Whole
This means you have integrated and come to terms with every aspect of who you are. You have met within you the murderer, the saint, the swindler and the honest trader, the sexual pervert and the straight married person, the homosexual and the heterosexual, the darker and the light filled should find a balance in each individual.
This balance is like a razors edge in which any one-sidedness would lead to unbalance within the individual. But at the same time, it is not about being perfect as a saint, but a balanced and whole human being with very wide choices, with the light and darkness, pleasure and pain; also, the known and unknown are all a part of you. See The Mountain Path
I read the book, The Razors Edge, written by Somerset Maugham years ago, and I tend to see the meaning as the path we take toward our Self Realisation is like a razor’s edge.

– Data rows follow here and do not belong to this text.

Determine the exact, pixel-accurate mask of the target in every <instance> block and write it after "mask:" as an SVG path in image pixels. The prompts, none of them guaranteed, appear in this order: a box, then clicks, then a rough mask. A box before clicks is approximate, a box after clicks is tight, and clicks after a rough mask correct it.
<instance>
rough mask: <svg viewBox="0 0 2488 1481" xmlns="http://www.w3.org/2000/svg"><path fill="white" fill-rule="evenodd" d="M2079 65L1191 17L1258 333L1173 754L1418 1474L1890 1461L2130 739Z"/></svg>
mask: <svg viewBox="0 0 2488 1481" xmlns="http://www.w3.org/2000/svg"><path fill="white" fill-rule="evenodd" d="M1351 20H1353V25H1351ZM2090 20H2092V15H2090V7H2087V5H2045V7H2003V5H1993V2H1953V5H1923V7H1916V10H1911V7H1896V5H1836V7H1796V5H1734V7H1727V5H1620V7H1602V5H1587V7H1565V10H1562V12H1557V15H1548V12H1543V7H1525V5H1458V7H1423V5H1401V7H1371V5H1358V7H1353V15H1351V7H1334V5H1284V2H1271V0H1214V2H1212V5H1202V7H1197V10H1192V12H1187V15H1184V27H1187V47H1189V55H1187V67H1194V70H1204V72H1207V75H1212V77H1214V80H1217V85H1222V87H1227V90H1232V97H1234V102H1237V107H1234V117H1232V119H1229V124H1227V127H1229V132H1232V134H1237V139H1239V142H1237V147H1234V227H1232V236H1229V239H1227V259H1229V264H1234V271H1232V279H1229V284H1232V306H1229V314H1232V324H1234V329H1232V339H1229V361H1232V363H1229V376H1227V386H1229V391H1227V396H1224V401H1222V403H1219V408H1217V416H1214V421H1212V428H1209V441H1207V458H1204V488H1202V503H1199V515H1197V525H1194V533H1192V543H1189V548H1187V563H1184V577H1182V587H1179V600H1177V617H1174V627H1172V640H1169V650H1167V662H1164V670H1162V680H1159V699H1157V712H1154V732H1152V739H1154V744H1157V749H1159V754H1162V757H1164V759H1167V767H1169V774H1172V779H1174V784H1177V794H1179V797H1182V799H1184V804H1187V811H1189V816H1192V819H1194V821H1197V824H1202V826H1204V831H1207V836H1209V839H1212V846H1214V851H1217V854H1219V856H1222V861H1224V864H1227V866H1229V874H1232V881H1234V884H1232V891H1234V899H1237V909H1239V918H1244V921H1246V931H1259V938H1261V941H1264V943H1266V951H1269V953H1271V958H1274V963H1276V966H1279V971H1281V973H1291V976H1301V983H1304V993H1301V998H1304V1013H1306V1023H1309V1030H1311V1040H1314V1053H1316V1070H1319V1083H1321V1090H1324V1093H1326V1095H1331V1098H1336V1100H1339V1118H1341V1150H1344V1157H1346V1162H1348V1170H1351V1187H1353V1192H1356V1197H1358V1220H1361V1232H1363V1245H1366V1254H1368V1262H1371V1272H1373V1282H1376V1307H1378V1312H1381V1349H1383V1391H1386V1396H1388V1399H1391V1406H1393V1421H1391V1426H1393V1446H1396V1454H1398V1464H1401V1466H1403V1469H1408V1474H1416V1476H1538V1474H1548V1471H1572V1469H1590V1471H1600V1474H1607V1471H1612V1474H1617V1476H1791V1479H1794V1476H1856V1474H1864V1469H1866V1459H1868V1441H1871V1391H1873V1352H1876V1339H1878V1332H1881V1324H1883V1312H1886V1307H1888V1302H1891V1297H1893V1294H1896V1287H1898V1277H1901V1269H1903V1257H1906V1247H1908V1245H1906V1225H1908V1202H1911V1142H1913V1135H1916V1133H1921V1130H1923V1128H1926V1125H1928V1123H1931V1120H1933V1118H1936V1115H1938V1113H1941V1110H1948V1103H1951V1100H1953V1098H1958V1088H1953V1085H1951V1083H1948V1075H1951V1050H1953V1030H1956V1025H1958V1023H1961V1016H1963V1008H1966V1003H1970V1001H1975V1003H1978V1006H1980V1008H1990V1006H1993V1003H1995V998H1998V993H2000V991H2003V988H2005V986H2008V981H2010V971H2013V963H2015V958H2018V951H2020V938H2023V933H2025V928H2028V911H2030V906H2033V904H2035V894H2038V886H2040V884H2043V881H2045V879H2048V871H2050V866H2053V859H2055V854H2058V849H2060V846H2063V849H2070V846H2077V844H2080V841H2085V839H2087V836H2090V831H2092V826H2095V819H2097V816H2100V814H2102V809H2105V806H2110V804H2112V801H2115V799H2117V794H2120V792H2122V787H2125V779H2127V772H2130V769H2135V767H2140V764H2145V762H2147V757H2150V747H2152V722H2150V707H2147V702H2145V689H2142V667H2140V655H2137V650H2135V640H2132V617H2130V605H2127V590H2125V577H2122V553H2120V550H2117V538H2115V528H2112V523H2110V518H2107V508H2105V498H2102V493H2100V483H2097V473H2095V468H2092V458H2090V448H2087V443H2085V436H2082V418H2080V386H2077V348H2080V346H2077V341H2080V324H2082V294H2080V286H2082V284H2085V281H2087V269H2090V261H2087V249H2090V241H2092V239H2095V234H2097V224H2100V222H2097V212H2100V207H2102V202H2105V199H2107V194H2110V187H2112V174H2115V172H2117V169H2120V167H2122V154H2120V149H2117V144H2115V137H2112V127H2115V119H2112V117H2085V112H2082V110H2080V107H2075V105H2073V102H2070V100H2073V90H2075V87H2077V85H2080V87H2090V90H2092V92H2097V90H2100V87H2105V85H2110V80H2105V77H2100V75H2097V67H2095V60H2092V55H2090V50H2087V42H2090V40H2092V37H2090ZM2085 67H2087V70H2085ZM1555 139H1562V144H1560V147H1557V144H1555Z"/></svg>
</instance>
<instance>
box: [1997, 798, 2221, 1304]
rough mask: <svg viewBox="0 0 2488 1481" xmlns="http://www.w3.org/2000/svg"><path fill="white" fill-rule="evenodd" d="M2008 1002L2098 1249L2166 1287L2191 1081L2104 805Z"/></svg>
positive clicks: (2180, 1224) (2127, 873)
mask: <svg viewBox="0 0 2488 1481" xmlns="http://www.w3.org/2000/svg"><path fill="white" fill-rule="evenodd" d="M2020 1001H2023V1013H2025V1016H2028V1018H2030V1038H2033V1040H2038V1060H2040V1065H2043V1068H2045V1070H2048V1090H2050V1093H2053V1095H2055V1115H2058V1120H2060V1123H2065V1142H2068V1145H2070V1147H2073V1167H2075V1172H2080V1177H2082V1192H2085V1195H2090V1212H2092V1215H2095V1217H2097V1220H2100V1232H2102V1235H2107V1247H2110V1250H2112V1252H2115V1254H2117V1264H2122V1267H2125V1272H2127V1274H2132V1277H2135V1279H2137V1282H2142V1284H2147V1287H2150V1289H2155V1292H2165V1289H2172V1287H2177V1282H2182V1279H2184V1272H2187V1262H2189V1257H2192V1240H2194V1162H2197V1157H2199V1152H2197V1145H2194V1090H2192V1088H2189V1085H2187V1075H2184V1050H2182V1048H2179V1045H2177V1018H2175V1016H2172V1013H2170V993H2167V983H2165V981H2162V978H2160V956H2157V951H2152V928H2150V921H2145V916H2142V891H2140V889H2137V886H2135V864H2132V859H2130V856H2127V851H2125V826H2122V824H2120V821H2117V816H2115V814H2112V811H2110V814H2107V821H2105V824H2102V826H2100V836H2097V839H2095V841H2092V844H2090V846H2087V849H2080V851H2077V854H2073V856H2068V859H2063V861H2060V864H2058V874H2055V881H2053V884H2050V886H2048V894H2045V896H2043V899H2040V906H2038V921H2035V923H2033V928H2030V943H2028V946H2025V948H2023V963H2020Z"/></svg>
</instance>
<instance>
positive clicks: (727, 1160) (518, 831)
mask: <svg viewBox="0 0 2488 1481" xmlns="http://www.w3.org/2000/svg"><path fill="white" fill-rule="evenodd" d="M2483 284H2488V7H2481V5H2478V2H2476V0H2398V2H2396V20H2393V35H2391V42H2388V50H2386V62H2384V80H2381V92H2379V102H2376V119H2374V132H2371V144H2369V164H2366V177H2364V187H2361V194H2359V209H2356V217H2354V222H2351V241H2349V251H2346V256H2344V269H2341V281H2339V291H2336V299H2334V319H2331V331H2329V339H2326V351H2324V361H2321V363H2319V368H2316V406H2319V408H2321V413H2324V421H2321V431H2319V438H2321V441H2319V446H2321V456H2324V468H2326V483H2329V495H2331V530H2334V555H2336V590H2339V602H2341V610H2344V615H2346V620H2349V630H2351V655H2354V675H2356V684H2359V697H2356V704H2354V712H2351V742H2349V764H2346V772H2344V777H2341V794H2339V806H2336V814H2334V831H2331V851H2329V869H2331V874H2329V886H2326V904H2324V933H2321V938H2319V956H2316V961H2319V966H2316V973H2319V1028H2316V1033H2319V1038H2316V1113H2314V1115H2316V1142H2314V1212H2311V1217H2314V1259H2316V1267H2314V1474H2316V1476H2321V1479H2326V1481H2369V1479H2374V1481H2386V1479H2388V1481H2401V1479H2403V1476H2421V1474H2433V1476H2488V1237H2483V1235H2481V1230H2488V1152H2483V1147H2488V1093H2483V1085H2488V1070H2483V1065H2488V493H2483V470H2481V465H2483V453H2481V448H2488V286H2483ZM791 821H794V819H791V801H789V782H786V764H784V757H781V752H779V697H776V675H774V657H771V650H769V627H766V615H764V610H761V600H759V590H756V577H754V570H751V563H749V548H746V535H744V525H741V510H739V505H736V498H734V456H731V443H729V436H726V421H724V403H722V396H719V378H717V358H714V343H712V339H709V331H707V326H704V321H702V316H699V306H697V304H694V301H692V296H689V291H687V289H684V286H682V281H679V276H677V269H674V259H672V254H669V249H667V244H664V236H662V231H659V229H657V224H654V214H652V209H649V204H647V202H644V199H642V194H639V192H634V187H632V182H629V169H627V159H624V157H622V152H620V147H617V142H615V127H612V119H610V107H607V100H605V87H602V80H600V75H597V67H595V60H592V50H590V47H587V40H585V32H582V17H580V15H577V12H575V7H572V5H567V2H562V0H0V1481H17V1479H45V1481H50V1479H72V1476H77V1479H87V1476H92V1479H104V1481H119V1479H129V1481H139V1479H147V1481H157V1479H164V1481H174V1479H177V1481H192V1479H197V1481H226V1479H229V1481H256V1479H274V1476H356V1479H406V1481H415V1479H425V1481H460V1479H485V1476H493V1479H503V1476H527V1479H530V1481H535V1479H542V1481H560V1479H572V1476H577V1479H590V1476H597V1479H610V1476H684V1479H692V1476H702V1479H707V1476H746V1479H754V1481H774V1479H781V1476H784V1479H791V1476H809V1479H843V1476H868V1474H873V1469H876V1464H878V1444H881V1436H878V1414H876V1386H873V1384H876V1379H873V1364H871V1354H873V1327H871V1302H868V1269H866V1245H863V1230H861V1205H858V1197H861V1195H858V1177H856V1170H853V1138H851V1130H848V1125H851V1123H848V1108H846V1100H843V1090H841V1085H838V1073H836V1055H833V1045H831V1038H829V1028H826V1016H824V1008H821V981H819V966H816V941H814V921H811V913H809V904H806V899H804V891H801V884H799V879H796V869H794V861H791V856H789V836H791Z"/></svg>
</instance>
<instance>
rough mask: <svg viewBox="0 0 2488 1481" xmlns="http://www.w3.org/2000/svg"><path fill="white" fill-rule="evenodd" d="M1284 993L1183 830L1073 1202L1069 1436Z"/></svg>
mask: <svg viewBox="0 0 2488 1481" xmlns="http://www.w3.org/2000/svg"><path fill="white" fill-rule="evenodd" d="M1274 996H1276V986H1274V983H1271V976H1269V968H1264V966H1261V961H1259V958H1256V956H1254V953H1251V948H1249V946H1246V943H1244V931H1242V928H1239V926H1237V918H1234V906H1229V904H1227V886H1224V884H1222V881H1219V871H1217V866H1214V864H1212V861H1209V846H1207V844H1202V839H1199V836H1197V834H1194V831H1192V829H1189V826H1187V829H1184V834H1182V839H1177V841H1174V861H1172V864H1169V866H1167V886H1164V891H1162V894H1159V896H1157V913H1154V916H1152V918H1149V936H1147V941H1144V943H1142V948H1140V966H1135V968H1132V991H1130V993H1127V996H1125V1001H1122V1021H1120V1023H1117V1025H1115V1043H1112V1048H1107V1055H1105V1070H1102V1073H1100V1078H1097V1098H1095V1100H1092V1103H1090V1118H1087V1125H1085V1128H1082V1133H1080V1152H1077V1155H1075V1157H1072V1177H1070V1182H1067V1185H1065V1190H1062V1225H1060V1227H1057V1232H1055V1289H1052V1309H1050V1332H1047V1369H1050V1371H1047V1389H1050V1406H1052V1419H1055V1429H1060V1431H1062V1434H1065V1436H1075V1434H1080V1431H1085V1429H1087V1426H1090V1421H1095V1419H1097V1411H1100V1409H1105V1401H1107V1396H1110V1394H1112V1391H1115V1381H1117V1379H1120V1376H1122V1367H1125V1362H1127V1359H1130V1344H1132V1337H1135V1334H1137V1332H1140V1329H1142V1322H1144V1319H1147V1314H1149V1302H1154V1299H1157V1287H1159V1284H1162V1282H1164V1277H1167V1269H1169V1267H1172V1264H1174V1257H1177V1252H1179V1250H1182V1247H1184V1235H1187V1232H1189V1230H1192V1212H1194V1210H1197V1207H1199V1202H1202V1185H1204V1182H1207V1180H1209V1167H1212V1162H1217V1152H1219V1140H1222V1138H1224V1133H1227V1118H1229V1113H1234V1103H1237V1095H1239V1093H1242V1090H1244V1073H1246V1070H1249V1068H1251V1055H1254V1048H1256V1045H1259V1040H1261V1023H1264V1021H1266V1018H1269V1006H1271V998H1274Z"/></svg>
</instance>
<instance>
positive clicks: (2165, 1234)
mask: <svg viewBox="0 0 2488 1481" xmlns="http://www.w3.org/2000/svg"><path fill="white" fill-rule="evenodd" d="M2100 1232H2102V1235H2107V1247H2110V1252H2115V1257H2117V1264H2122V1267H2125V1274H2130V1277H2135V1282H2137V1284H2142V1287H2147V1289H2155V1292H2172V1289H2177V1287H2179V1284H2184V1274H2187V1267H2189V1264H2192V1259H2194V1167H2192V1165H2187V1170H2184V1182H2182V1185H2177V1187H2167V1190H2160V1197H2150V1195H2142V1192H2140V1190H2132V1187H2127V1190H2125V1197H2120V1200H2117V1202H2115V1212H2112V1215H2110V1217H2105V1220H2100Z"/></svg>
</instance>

Walking it we balance between the opposites facing us.
If we can accept that we are always a dual person, then the wise thing to do would be to find a balance between our two sides. This would mean not repressing or hiding from the positive or the negative. The way of the razors edge can depict any behaviour or attitudes that are not one-sidedness, the opposite would lead to imbalance within the individual.
Many extremely creative people like Sylvia Plath and Alan Turing walk this path, but if it is not understood, because their lives are often lived in a way to include too much of what is dark or forbidden, so they face mental breakdown, suicide or social stigma. But the hero of the book The Razor’s Edge found the way through.